World's top amateur golfer turns down spot on PGA Tour in move that will alert LIV Golf

Gordon Sargent -Credit:Getty Images
Gordon Sargent -Credit:Getty Images

Gordon Sargent, the world's top amateur golfer, has made headlines by turning down a spot on the PGA Tour, opting instead to continue his education at Vanderbilt University until next year.

The 21 year old prodigy has decided to stay on for the 2024-25 college season, despite having secured a PGA Tour card through the PGA Tour University program, feeling that the timing isn't right for him to go pro.Sargent, who showcased his talents at the Masters and US Open in 2023, will delay turning professional until June of the following year, choosing to concentrate on another NCAA season.

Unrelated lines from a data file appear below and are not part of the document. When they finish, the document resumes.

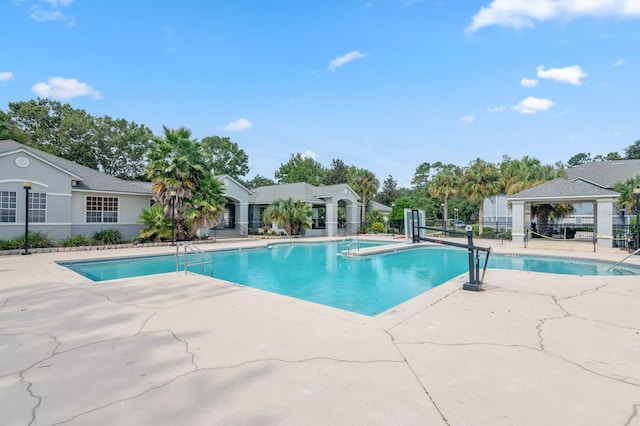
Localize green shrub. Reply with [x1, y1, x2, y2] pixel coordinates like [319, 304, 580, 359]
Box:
[0, 237, 24, 250]
[93, 229, 122, 244]
[61, 235, 93, 247]
[0, 231, 53, 250]
[371, 222, 384, 234]
[482, 226, 496, 238]
[28, 231, 53, 248]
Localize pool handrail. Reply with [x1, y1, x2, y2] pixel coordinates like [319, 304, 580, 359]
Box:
[176, 241, 213, 277]
[607, 248, 640, 271]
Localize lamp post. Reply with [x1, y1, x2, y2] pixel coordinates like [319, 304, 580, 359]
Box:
[633, 186, 640, 250]
[22, 181, 31, 255]
[169, 190, 176, 246]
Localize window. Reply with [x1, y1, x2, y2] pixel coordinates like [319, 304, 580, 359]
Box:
[29, 192, 47, 222]
[86, 197, 118, 223]
[0, 191, 16, 223]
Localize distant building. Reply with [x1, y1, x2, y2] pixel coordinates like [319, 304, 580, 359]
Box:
[490, 160, 640, 247]
[0, 140, 360, 241]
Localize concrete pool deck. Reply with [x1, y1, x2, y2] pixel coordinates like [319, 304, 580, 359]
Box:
[0, 237, 640, 426]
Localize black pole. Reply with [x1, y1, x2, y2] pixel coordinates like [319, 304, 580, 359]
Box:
[634, 188, 640, 250]
[22, 182, 31, 255]
[171, 194, 176, 246]
[462, 225, 488, 291]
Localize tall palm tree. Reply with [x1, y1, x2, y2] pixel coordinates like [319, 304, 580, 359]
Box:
[613, 175, 640, 216]
[427, 164, 460, 228]
[147, 126, 224, 239]
[461, 158, 498, 235]
[351, 169, 380, 230]
[136, 203, 171, 242]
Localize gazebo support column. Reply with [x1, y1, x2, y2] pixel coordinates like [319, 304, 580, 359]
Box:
[511, 201, 531, 243]
[594, 198, 614, 248]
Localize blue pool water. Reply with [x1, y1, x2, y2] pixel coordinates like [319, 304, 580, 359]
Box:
[61, 242, 640, 315]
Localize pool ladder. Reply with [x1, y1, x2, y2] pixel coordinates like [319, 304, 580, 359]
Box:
[340, 236, 360, 257]
[607, 249, 640, 271]
[176, 242, 213, 277]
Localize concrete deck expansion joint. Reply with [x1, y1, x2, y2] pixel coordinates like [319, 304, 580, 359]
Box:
[0, 238, 640, 426]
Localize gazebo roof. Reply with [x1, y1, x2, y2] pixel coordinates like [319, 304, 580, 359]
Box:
[507, 178, 620, 203]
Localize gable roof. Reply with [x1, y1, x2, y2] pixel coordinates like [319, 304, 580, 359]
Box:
[508, 178, 620, 202]
[0, 140, 151, 195]
[369, 201, 393, 213]
[250, 182, 360, 205]
[566, 160, 640, 189]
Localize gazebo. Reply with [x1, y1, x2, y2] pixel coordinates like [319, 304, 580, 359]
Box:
[507, 179, 620, 248]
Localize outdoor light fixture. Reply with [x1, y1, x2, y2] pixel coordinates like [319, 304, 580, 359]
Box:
[22, 181, 31, 255]
[442, 203, 447, 231]
[169, 190, 177, 246]
[633, 186, 640, 250]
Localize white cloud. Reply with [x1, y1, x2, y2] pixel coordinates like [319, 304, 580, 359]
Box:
[31, 77, 102, 99]
[30, 0, 75, 26]
[224, 118, 253, 132]
[537, 65, 589, 86]
[467, 0, 640, 32]
[31, 7, 67, 22]
[511, 96, 554, 114]
[301, 149, 318, 160]
[328, 50, 367, 71]
[40, 0, 73, 7]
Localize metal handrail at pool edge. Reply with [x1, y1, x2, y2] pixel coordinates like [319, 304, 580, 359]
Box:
[176, 242, 213, 276]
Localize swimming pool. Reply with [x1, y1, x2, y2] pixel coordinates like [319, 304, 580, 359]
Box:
[60, 242, 640, 315]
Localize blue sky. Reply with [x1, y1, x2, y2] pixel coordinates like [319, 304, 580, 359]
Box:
[0, 0, 640, 186]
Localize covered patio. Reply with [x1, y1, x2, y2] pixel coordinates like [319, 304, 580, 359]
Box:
[507, 179, 620, 248]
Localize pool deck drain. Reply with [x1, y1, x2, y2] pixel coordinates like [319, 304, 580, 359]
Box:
[0, 237, 640, 426]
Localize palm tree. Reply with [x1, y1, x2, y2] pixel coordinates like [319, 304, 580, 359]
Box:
[461, 158, 498, 235]
[427, 164, 460, 228]
[136, 203, 172, 242]
[351, 169, 380, 227]
[291, 200, 313, 235]
[613, 175, 640, 216]
[147, 126, 225, 239]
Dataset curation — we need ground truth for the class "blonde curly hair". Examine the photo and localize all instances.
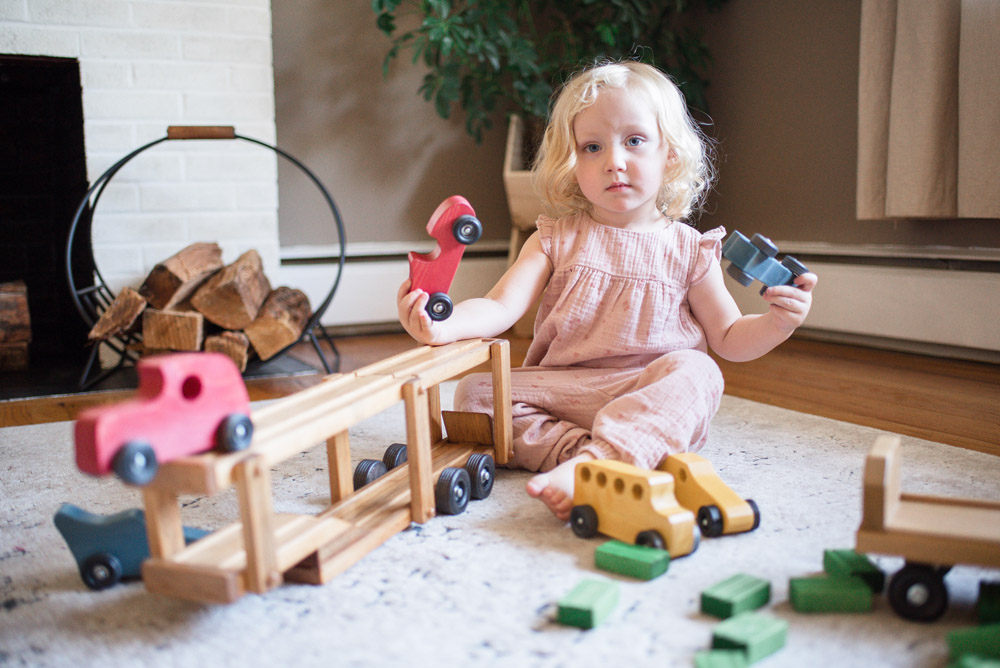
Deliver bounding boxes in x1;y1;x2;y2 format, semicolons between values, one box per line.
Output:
532;61;715;220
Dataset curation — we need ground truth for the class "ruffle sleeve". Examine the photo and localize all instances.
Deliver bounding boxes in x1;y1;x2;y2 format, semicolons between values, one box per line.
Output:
535;215;556;261
688;225;726;285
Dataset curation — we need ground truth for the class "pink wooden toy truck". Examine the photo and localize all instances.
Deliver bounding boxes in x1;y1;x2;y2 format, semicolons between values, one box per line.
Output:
74;353;253;485
409;195;483;320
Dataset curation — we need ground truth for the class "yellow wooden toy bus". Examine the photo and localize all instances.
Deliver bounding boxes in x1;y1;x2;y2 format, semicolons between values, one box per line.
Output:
570;460;701;558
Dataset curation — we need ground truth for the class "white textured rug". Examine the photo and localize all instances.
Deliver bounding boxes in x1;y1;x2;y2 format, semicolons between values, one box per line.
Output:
0;383;1000;668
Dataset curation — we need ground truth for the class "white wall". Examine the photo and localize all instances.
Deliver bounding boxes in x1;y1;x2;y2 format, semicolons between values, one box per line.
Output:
0;0;279;291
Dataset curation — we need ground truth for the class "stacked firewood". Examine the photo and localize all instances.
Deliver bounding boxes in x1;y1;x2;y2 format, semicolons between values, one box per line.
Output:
0;281;31;371
89;242;312;371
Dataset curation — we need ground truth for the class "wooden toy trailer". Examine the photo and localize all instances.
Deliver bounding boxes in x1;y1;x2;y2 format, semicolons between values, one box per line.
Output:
856;435;1000;622
142;339;511;603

When he does join the tour, he'll have a guaranteed membership until the end of the 2026 season

"I was kind of hoping a decision would come clear and obviously there's not going to be a perfect answer," Sargent confided to Golf Channel. But I was weighing my options and I mean, after just playing a few college events in the spring, I think you really appreciate how much you enjoy college golf.

"After reviewing with my parents, coaches and team-wise, it just kind of seemed like it was the best thing for me. I could stay in Nashville and continue to get better", reports the Mirror.

"I think there were a lot of expectations this year, and we're looking forward to the postseason, but I think just staying another year, being a senior, enjoying the college life and while also knowing there's a PGA Tour card still waiting for you, it gives you a lot of freedom if you need to make some changes and stuff. Then off the golf course, just continue to mature as a person and just better prepare myself for the future."

LIV Golf is sure to be sitting up and paying attention to Sargent's game plan. Even though he's pledged his loyalty to the PGA Tour, he's keeping his options wide open and seems to fit neatly into the mould of player that the Saudi Arabia-funded breakaway league is keen to snare.

While they've been busy signing big names like Jon Rahm and Tyrrell Hatton over recent months as a core part of LIV's recruitment strategy, spearheaded by Greg Norman, the tour has also shown interest in newcomers straight out of the amateur ranks. This includes Legion XIII teammate of Rahm and Hatton, Caleb Surratt, signed on in January.

Speaking to the PGA Tour website, Sargent emphasised wanting to relish his time in college golf while he could, given professional golf can be a lonelier game. Craftily differentiating himself from Nick Dunlap, who turned pro in January post his impressive PGA Tour victory at The American Express.

"If you talk to anybody who's played college golf, they really do say it's the best time of your life," Sargent said. "He [Dunlap] definitely misses college a little bit, hanging out with teammates and stuff. Pro golf is definitely a different animal. He definitely loves the situation he's in, but I think anyone you talk to on the PGA Tour would say the more time you have to prep before you get to the Tour, then the better off you're going to be."